Au milieu du I° siècle, Sénèque et Pline indiquent qu'on l'utilise avec le marbre d'Alexandrie pour obtenir une sorte de marqueterie de pierre. Vers la fin du siècle, Stace le cite et précise qu'il est jaune et pourpre. Il continue d'être prisé au siècle suivant, comme le montrent Juvénal et Solinus, qui le qualifie d'eximium (exceptionnel). Du marbre numidique est exporté vers la Méditerranée orientale.

Vers la fin du II° siècle l'architecte Hippias avait, quelque part en Orient, construit des thermes ornés de marbre de Numidie. On en a retrouvé aussi à Grand, dans les Vosges.

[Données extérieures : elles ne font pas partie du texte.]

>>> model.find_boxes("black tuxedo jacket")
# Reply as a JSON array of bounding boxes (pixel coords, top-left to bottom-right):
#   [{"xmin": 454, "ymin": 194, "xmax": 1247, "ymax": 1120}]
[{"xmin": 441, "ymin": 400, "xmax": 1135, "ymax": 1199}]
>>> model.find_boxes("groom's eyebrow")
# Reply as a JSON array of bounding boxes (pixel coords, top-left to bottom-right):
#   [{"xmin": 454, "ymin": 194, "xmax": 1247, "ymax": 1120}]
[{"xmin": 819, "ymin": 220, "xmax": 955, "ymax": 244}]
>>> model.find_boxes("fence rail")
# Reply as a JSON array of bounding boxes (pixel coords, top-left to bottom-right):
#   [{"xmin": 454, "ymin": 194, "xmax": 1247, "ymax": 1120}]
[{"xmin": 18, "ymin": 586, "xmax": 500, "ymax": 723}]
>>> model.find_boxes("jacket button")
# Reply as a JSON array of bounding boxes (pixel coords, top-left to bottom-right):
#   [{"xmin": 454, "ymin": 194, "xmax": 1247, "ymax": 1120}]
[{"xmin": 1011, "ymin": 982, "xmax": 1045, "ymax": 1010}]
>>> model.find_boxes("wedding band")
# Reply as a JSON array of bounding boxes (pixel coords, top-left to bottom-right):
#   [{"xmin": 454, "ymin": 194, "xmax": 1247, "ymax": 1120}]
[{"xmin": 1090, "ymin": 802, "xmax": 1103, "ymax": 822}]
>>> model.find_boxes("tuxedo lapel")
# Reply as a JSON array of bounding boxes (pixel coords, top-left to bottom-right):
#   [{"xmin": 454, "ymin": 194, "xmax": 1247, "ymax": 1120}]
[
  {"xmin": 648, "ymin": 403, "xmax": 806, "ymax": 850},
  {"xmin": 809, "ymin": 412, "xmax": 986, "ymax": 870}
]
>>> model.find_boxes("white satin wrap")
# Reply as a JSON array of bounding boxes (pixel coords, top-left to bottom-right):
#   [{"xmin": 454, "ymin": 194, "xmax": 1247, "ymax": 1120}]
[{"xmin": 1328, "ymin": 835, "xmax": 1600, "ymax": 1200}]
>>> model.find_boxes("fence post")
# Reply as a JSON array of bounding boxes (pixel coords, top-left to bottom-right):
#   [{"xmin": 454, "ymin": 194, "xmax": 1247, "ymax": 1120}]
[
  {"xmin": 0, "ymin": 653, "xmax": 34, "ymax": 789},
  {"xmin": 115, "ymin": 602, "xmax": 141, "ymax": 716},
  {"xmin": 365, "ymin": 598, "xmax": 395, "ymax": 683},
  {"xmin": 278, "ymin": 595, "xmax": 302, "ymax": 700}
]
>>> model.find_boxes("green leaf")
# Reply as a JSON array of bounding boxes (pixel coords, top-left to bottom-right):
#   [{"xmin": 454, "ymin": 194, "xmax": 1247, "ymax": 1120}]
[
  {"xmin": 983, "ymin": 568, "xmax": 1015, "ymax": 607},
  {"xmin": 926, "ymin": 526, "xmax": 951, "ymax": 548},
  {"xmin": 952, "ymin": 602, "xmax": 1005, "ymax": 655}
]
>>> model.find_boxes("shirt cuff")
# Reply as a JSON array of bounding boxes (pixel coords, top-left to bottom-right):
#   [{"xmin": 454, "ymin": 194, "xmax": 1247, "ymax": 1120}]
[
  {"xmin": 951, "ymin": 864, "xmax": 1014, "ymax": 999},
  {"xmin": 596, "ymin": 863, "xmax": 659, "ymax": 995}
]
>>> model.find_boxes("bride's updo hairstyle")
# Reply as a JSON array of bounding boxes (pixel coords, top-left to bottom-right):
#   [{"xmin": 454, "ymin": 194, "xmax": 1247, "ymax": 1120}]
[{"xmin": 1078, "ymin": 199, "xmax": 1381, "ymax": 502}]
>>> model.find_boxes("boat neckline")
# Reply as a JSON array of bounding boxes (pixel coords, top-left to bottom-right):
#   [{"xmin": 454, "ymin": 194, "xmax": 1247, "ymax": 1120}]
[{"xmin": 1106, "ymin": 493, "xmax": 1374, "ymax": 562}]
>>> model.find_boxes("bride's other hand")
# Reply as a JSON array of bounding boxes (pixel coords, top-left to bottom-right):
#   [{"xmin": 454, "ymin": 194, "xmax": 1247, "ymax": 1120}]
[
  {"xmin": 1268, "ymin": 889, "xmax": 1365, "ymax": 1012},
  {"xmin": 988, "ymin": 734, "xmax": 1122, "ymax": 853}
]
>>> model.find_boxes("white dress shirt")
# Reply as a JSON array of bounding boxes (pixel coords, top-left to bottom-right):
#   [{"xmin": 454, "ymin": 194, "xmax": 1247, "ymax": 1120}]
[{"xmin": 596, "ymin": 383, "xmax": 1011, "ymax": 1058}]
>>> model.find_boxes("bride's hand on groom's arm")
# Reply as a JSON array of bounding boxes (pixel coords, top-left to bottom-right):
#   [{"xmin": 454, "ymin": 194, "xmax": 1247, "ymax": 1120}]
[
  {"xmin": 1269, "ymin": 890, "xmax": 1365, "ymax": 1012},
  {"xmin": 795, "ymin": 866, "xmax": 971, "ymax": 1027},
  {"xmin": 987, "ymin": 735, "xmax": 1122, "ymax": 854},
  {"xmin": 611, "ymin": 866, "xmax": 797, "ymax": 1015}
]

Chemtou (Simitthu) : Carrières de marbre aux environs du site
[006-1983-01] Chemtou (Simitthu) : Carrières de marbre aux environs du site

Et au début du VII° siècle, Isidore de Séville le connaît. L'évêque précise qu'il est exporté par la Numidie, et qu'il présente des veines de la couleur du safran.

 

Naturellement, on a découvert des éléments architecturaux en marbre de Chemtou dans plusieurs des villes d'Afrique, à Carthage, à Thacia (Bordj Messaoudi près de Musti), à Thubursicum Numidarum (Khemissa - Algérie -), à Lepcis Magna (Lybie) et à Césarée (Cherchell - Algérie -), etc.

 

Simitthu offre ainsi l'exemple, rare dans les provinces africaines, d'une ville dont les activités ne sont pas uniquement liées à l'agriculture ou au commerce.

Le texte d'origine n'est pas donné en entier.